2.5.1.3. Müzâraa ve Müsâkat

İslami mikrofinansın en önemli hedef kitlelerinden birini kırsal kesimde yaşayan yoksul insanlar oluşturmaktadır. Müzâraa ve müsâkat kırsal kesime yönelik İslami finanstaki ortaklık yöntemleridir. İkisi de müşârekenin özel bir türüdür. Müzâraa toprak sahibi ve finansör arasında tarımsal gelirin belirlenen oranda paylaşılması esasına dayanır. Buna göre bir taraf toprağı, araçları, tohumu sağlarken diğer taraf ise emeğini ortaya koymaktadır. Sezon sonunda elde edilen mahsul iki taraf arasında belirlenen oranlarda paylaşılmaktadır. Müzâraa tarım sektöründeki insanların kısa vadeli finansman ihtiyaçlarının karşılanmasında oldukça etkili bir metottur (Kahf ve Khan, 1993, s. 16). İslami MFK toprağa sahip olup ya da olmadan başka tarımsal ihtiyaçları (tohum, gübre, alet, vb.) karşılayarak mikrofinans müşterisi ile müzâraa ortaklığına girebilir. Arazi sahibi tarlayı işledikten sonra hasat zamanı İslami MFK ile mikrofinans müşterisi ürünü önceden belirlenen oranda aralarında paylaşabilir (Ahmed, 2012, s. 23).

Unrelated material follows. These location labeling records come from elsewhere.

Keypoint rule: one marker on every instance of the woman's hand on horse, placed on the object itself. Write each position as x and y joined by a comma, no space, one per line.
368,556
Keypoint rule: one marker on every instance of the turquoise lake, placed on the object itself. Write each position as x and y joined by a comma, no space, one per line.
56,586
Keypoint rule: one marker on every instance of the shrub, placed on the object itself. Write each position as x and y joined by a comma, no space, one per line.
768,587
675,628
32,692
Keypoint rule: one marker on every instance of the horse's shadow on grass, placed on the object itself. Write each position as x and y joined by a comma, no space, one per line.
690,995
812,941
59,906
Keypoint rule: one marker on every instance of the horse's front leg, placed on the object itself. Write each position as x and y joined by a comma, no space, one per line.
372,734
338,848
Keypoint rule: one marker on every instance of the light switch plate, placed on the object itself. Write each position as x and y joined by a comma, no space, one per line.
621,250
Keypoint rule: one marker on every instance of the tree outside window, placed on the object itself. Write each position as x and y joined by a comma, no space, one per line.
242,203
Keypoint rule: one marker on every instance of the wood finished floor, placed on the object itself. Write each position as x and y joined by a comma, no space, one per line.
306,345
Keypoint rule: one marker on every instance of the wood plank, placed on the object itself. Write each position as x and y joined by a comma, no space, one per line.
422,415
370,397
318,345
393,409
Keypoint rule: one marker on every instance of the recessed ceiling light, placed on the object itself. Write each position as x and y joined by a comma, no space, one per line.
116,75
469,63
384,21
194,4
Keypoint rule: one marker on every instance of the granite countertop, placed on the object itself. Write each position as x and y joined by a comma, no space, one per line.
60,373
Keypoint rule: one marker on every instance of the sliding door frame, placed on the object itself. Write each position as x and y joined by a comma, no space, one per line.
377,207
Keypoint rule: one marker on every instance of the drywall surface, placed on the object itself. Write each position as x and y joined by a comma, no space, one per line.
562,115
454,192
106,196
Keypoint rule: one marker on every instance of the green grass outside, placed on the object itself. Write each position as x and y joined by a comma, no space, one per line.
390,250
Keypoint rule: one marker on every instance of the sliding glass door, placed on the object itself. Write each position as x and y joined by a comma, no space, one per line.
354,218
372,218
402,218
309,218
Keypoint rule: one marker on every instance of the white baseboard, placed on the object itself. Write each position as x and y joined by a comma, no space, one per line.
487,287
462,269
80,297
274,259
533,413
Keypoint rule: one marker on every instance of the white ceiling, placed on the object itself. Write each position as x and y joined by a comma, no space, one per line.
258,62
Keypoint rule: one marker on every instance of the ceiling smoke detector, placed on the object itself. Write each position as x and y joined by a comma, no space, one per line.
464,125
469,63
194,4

İslami mikrofinansta müzâraa özellikle Sudan’da kullanılmaktadır. Bank of Khartum tarafından Sudan’da kırsal kesimde yaşayan yoksul insanlar için müzâraa ürünleri geliştirilmiştir (Naeem, 2012). Aynı zamanda tarım kesimindeki insanların finansman ihtiyaçlarının karşılanması ve üretimin teşvik edilmesi için müzâraaya dayalı farklı modeller de teklif edilmektedir. Örneğin, Oladokun ve diğerleri (2015) tarafından Nijerya’daki tarım kesimi için ürünlerin etkin şekilde dağıtılması, saklanması ve çiftçinin eğitilmesi süreçlerine finansal kuruluşun da dâhil edildiği müzâraa-tedarik zinciri modeli önerilmektedir. Saad

111

(2012, s. 31) da Malezya’da faaliyet gösteren Amanah Ikhtiar İslami MFK’nın müzâraa ile müşterileriyle ortak olup onların tarım aletlerini, gübresini, vb. malzemeleri alabileceğini belirtmektedir.

Müsâkat da tarım alanında kullanılan bir ortaklık türüdür. Bir taraf ağaçları diğer taraf ise emeği ortaya koymakta ve iki taraf sezon sonunda hasadı belirlenen oranda paylaşmaktadır. Müşârekede belirtilen kâr-zarar prensipleri müsâkat için de aynıdır. Genellikle müsâkat ve müzâraa ortaklıkları bir yıllıktır ve yenilenebilmektedir (Bakhtiari, 2009, s. 101). Müsâkat da müzâraada olduğu gibi yüksek risk içermektedir. Hem uzmanlık gerektirmekte hem de tarım ürünleri rekoltesi ile fiyatları çevresel şartlardan çok etkilenmektedir. Bu nedenle İslami mikrofinansta uygulanması oldukça sınırlıdır. Fakat İslami mikrofinansta, yoksul kesimdeki insanların üretkenliklerinin artırılması, kendi ayakları üzerinde durmasının sağlanması ve beşerî sermayenin geliştirilmesi hedeflenmektedir. Hz. Peygamber zamanında Ensar ve Muhâcir arasında müzâraa ve müsâkat sıklıkla uygulanmış ve bunlar sayesinde muhâcir tarımsal yetenekleri kazanmış ve beşeri sermayesini geliştirmiştir (Sadr, 2016, s. 236). Bu nedenle, her ne kadar yüksek risk taşısalar da İslami mikrofinansın kırsal kesimde hedefine ulaşabilmesi için müzâraa ve müsâkat denenmeli ve riskin nasıl azaltılabileceği üzerinde daha fazla durulmalıdır.